Ensemble

Finely Judged

MIKE WHEELER was at Derby Chamber Music's Young Artists' Recital

 

Derby Chamber Music's Young Artists' recital, a new venture for the organisation, introduced us to performers we can expect to hear from again - Multi-Faith Centre, Derby University, Derby, UK, 9 February 2025. In the first half, seventeen-year-old Derby violinist George Boyes was joined by Benjamin Frith (replacing Beate Toyka, who unfortunately had to withdraw with an injured hand). The first movement of Mozart's Violin Sonata in F, K 377, got off to a bold start, and continued with plenty of impetus, and some neatly-turned dialogues between the two players.

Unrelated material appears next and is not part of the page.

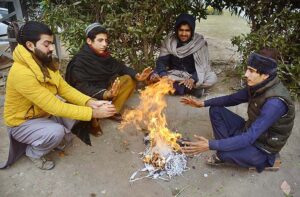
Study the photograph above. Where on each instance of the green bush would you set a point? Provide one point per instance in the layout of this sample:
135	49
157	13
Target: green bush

Poster for the Derby Chamber Music Young Artists' Concert on 9 February 2025
Poster for the concert on 9 February 2025

After a deeply thoughtful reading of the opening Adagio from J S Bach's Sonata for solo violin No 1, Boyes and Frith joined up again for the second movement of Dvořák's Violin Concerto, which Boyes is due to play complete with Derby Concert Orchestra in May. They steered their performance deftly from gentle musing into something more forceful. Inevitably, Dvořák's orchestral colours were missed, but Boyes knew when to let the violin line take flight, and Frith was a sympathetic partner. That was evident, too, in 'La Fontaine d'Aréthuse' (Arethusa's Fountain), the first of Szymanowski's Mythes. Boyes handled the tricky high-lying opening with complete assurance, with Frith providing a vivid wash of piano sound. The ascent to the climax, and its dissolution at end, were both finely judged.

They ended their half of the recital with Vittorio Monti's great violin party-piece, Csárdás, graceful first section leading to foot-tapping second with winning charm and energy.

After the interval, it was the turn of double bassist Laurence Flower, currently leading the bass section in the National Youth Orchestra of Great Britain, and pianist Alexander Kwon, studying at Magdalene College, Oxford.

Henry Eccles was a member of a musical family active in London in the late seventeenth and early eighteenth centuries, who eventually moved to Paris. He published a set of sonatas for violin and continuo in 1720, of which No 11 has been transcribed for double bass and piano at least twice, including the version we heard, by New York teacher and orchestral player Frederick Zimmerman. I'm not sure his transcription was totally convincing, but Flower and Kwon did their best to keep it airborne.

Giovanni Bottesini was something of a nineteenth-century double bass megastar. In the first and most popular of his three Elegies, Flower balanced the agreeable hum of the bass's bottom notes with eloquent lyricism higher in the instrument's range. Czech bassist Adolf Mišek published three sonatas, the second in 1910. The performance showed how forceful the instrument can be, when needed, and it can also dance, as in the third movement furiant.

Flower's own Melancolie ended the programme. Unfortunately, from where I was sitting, it was impossible to catch anything of his quietly-spoken introduction, but the music was expressively varied, from ruminative opening and close, to more active middle section, with some astonishing writing at the top of the instrument's range. Flower also made sure that the piano had its share of melodic interest.